Beside it lay a dried strip of Stingray skin, its surface a natural sandpaper of thousands of tiny, glass-hard denticles.
He didn't move with speed, he pressed the tip of the moto against a piece damp basalt and began a slow, circular grind. —Grit-grind... grit-grind— The friction produced a fine, dark silt that smelled of old earth and wet wood.
Finally, he took the Stingray skin. He wrapped the abrasive leather around the point and pulled it back and forth in a fast, tight blur. The sound changed to a dry hiss, Ssssh-shhh-ssssh that polished the wood until the fibers were crushed into a single, lethal point.
When he finished, the tip wasn't just wood anymore. It had been compressed and honed by the grit until it possessed a metallic, oily sheen.
He ran the pad of his thumb—cracked and salt-stained—near the point. It didn't just feel sharp, it felt hungry, the kind of edge that could slide through scales and muscle without a single vibration.
He held the spear up in front of his face, checking the balance. The sunlight hit the sharpened tip, making it glint like glass.
His eyes, now sunken deeper into his head, stayed locked on the wood. He looked like a statue carved from dark timber, steady and silent.
Kanka stood at the edge of the boat. His legs were thin, and he didn't have much energy left. He stood there, balanced on his bony feet, holding the spear high above his shoulder.
In the water below, a fish appeared. It was a big bluefin trevally, its scales shimmering with a bright, electric blue color.
It swam slowly, unaware of the danger, its tail moving back and forth in the clear water.
He squinted his eyes, focusing everything he had on that one spot. He took a short breath and threw the spear with all his might.

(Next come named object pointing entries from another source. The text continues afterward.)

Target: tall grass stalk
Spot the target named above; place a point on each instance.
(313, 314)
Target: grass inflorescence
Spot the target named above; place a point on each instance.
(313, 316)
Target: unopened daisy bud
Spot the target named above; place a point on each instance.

The spear hissed through the air and pierced the surface with a sharp thwack. It was a perfect hit. The ironwood went straight through the fish, killing it instantly.
The blue trevally stopped moving and rolled over on its side, its silver belly flashing in the sun.

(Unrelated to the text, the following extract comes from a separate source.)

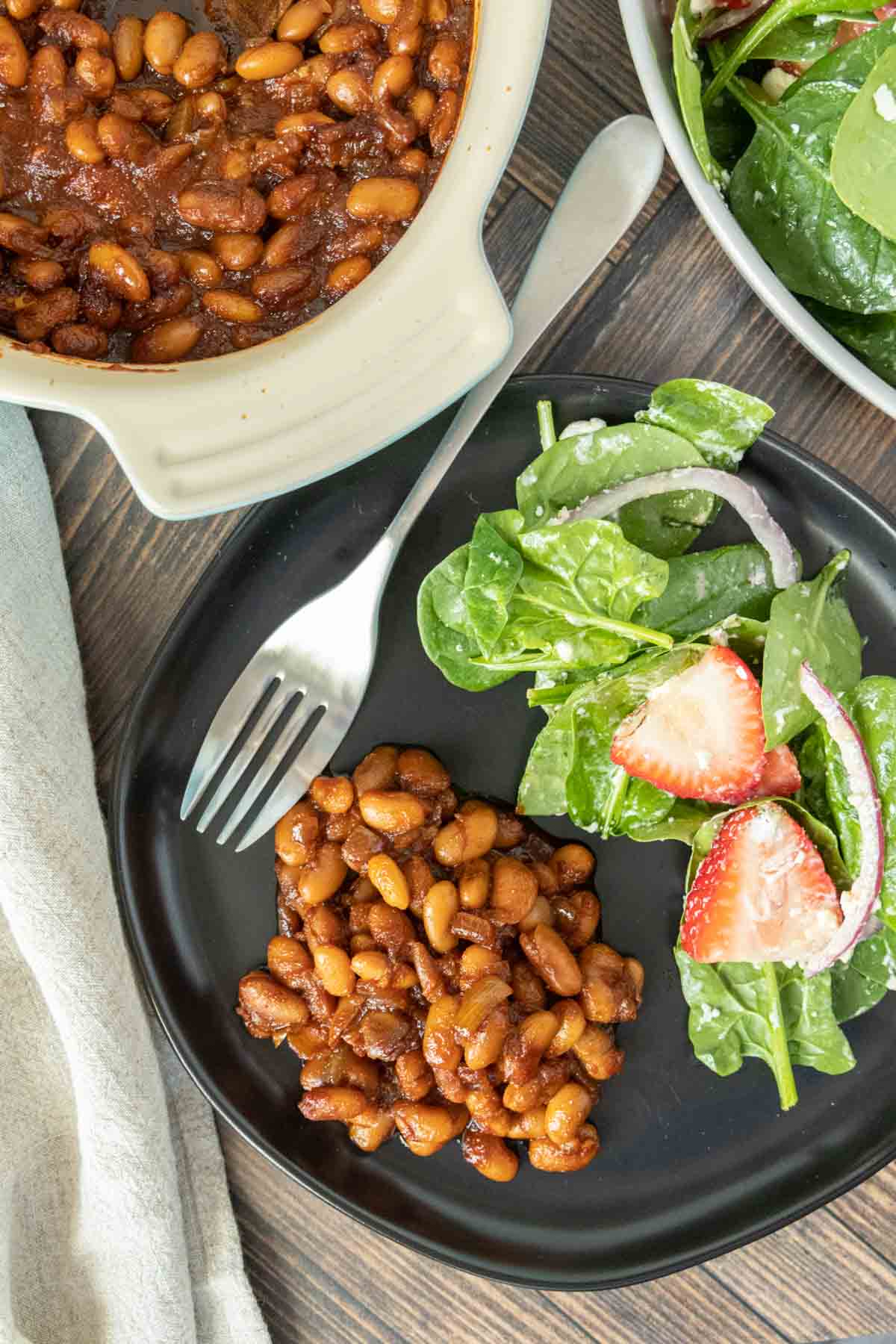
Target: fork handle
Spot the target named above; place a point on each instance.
(602, 198)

Kanka let out a raspy cheer, his face breaking into a wide, happy grin. For a second, he looked like himself again.
He didn't hesitate, he jumped straight into the water with a loud splash to grab his prize.
(Kanka voicover): When you suffer that much for someone, you stop being a person and start being a tool.

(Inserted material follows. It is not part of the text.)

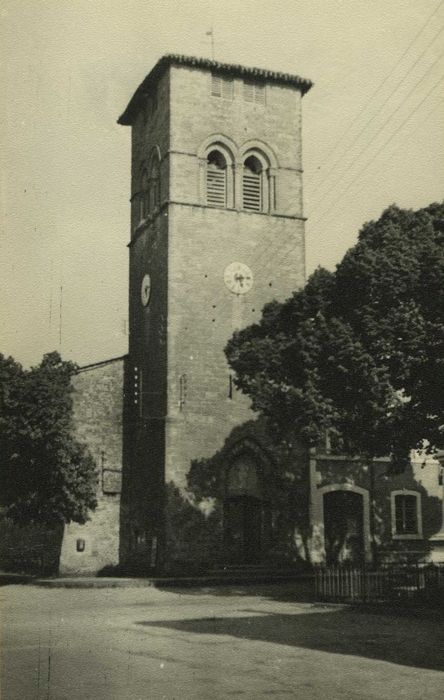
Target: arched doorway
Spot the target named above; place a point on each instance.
(344, 527)
(245, 512)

Back on the deck, the four brothers huddled together in a circle. They looked like ghosts of the men they once were. Their skin were dry and leathery from the salt and sun, the visibility of their shape of every bone in their chests and arms were stark.
They shared the fish, pinching it into small, raw pieces.
(Kanka voicover): You trade your life for somebody the world can just take away. The greatest truth people don't like to admit is that being a hero to the end is just ignorance hidden behind charming muscle and a smile. If we could turn back the moment, we wouldn't repeat that mistake.
Konto's face was thin, his cheeks hollowed out so much that his jaw stood out sharply.
He gripped a piece of the fish with his bony fingers and shluped it into his mouth. He sucked down the moisture and the meat, his eyes closing as he tasted the first real food they'd had in days, his throat move as he swallowed.